A woman who lives nearby arrives, carrying her shopping bag, to watch the historic moment. “After I left the produce market, I came straight here,” she says. “I have faith. I hope relations with the United States improve our quality of life. And that the government lifts the blockade,” she says.
Chat with almost anyone watching events from the sidelines — dissidents, revolutionaries or average citizens — and you will find that, in one way or another, they believe it is Obama’s responsibility to involve himself in Cuba’s future.
However, opposition figures such as Antonio Rodiles, Berta Soler and Jorge Luis Perez Garcia blame the US president for “legitimizing the Castro brothers’ dictatorship and encouraging repression.”
They spent seventeen consecutive Sundays being beaten and insulted while protesting at a park a stone’s throw from Fifth Avenue in Miramar. Another faction of the dissident community — this includes Manuel Cuesta Morúa, Laritza Diversent y Miriam Leiva — support the new accord.
But it is not easy to cut the umbilical cord of fear. Talking with Havana residents such as Josue, a taxi driver, and listening their expectations of future relations between the two countries, one might think Cubans are either naive dreamers or simply misguided.
They live in a world of science fiction. Josue already foresees fast food restaurants on every corner, Apple stores and a rejuvenated Havana filled with skyscrapers.

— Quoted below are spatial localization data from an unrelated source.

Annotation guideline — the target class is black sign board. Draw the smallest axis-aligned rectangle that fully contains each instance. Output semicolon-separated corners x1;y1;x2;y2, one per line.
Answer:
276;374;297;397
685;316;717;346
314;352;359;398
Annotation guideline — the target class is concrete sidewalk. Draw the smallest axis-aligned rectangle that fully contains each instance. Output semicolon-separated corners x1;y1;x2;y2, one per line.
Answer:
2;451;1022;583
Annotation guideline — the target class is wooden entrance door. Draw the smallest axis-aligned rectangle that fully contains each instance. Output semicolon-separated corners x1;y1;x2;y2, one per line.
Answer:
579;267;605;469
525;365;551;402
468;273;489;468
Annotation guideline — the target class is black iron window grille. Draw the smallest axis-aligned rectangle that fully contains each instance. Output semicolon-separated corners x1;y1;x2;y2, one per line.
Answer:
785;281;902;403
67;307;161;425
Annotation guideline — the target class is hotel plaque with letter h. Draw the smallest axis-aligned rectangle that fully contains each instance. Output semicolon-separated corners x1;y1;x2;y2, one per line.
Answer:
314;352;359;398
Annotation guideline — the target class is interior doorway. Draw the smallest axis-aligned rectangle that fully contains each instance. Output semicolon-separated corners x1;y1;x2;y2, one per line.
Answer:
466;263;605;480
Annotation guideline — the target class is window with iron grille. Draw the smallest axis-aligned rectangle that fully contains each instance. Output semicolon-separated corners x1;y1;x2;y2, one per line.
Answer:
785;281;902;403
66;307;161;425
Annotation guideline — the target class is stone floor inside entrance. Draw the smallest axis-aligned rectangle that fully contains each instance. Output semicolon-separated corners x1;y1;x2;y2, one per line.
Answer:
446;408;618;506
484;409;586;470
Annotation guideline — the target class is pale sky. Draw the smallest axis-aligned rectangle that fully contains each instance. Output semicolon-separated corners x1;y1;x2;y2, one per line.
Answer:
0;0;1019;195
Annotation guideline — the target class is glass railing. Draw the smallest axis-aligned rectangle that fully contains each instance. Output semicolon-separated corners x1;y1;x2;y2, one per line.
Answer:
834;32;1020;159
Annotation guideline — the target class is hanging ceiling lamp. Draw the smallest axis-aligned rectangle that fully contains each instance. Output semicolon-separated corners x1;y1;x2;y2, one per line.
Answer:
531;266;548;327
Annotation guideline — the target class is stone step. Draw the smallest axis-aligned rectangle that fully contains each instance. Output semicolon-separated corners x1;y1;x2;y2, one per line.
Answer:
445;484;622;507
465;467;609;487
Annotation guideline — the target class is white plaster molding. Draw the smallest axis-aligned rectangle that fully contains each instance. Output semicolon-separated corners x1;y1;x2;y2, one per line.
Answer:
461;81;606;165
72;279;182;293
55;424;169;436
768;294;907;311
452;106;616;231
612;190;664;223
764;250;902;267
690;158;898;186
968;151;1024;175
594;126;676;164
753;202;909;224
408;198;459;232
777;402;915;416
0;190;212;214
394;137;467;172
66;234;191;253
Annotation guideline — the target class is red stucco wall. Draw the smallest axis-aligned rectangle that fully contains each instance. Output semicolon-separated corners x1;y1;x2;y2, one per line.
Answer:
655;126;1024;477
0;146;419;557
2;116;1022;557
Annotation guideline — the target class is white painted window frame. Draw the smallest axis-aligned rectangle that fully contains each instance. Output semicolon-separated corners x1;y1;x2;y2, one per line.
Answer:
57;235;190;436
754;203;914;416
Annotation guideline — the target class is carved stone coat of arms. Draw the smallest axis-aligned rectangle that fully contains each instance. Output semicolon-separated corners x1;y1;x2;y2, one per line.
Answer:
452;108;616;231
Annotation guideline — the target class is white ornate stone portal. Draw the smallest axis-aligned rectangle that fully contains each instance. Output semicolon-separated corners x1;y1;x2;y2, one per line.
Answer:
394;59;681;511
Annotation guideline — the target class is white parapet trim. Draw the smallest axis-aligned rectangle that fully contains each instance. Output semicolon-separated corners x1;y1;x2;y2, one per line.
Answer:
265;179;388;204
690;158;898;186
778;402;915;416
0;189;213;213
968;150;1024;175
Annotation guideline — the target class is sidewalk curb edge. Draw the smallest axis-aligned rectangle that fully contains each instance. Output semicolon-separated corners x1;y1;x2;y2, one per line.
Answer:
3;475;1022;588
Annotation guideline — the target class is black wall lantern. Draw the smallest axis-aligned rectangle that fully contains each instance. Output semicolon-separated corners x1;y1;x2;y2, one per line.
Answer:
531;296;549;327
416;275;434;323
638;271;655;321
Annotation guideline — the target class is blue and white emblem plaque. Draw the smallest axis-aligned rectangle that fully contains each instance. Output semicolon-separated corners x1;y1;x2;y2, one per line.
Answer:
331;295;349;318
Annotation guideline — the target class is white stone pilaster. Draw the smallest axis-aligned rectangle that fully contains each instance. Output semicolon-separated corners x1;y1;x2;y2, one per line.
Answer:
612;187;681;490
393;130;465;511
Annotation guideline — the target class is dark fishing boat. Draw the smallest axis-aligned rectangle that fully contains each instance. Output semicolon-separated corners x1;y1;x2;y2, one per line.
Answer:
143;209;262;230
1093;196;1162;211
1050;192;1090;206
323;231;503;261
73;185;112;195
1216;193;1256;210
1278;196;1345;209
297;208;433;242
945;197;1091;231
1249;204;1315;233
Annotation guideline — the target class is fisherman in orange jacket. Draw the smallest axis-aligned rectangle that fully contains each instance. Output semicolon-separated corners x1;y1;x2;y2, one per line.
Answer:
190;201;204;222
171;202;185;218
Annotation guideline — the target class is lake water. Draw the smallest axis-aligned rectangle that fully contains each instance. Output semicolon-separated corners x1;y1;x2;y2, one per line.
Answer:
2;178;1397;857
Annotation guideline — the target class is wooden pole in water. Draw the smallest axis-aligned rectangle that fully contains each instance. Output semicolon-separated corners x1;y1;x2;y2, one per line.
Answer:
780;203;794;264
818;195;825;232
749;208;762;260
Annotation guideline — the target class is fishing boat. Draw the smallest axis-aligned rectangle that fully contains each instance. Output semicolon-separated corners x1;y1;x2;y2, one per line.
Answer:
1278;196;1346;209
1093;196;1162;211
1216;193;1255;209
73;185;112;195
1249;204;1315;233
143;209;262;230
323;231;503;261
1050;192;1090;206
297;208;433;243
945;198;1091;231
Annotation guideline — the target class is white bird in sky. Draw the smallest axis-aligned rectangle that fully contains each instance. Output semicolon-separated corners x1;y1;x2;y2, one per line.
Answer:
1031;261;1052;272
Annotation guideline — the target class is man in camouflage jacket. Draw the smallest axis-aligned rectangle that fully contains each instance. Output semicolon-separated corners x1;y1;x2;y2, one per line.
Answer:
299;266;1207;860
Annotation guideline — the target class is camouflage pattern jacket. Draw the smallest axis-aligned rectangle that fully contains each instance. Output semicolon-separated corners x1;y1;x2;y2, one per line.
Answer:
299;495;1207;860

“Miami will go back to being a country town. Havana was always a cosmopolitan, seductive city,” he says after watching the flag of broad stripes and bright stars being raised.
Many believe that a generous Uncle Sam will open his checkbook and rescue the ruined buildings and third-world infrastructure that now characterize Cuba, a country with a million college graduates but streets like those in Zimbabwe.

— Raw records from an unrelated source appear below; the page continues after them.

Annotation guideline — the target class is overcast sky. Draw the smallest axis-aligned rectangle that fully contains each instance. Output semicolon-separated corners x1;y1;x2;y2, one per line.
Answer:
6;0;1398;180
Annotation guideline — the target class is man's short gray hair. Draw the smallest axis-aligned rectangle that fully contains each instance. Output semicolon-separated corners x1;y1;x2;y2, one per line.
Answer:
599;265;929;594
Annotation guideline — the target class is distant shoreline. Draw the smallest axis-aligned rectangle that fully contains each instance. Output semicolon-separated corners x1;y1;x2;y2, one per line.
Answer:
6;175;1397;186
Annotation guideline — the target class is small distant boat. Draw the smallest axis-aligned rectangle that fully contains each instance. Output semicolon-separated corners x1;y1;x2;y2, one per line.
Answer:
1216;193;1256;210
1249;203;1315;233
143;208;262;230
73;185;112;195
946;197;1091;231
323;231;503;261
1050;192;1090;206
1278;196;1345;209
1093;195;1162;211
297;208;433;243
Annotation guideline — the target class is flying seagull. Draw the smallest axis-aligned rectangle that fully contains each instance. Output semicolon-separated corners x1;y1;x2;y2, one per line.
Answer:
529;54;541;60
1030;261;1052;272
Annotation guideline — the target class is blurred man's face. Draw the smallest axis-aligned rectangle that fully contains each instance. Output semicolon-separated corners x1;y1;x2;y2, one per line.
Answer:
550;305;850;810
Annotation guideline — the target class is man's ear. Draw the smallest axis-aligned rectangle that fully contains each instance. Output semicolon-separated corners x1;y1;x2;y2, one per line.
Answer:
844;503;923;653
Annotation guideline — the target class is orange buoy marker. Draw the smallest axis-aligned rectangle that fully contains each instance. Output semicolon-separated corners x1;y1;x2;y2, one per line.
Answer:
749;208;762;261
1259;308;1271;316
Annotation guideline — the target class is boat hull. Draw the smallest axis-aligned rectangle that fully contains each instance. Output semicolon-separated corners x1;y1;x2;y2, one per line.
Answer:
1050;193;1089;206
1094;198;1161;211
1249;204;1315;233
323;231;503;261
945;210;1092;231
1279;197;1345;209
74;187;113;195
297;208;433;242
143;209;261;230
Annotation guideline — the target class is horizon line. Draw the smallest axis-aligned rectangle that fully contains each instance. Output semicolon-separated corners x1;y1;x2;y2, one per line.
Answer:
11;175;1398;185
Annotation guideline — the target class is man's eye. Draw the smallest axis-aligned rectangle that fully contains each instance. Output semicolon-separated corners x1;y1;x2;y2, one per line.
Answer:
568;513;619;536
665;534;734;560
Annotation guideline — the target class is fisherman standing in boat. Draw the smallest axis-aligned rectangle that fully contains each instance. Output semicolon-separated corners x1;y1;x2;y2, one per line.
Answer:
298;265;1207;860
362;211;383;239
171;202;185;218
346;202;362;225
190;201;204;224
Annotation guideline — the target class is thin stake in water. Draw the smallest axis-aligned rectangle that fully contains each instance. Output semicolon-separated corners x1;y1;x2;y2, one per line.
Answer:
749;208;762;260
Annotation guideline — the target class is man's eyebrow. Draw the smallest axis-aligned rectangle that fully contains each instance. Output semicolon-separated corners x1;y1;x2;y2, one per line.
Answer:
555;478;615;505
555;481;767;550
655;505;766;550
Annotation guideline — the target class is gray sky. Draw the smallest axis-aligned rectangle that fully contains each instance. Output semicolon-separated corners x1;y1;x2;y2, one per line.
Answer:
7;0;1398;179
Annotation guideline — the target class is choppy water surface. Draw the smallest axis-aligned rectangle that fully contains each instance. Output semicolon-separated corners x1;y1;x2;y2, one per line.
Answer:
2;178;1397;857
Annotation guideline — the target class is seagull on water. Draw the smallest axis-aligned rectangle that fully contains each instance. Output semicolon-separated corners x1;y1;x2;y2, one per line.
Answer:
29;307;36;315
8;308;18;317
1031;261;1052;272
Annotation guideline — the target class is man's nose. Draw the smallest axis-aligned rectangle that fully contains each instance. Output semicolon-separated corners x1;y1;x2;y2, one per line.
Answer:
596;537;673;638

Whether you are talking about people phoning relatives in Florida to ask for a hundred dollars or the plethora of dissidents who think nothing of hopping on a plane to Miami to discuss things they cannot talk about openly in Havana, countless Cubans think it is the responsibility of Americans to build a new and better country.
Meanwhile, the quaint perceptions of Americans who visit the Castros’ ideological madhouse have changed little. If Cuba before 1959 was viewed as a giant casino where everyone smiled, played maracas and danced the rumba, the island is now synonymous with vintage American cars and buildings in ruin, a country disconnected from the modern world.
A good example of this symbolism were the three Chevrolets intentionally parked on the Malecon, directly facing the rostrum where Kerry was to deliver his speech.
The intended message was clear: the United States has come to save Cuba. And in one way or another many on the island believe it.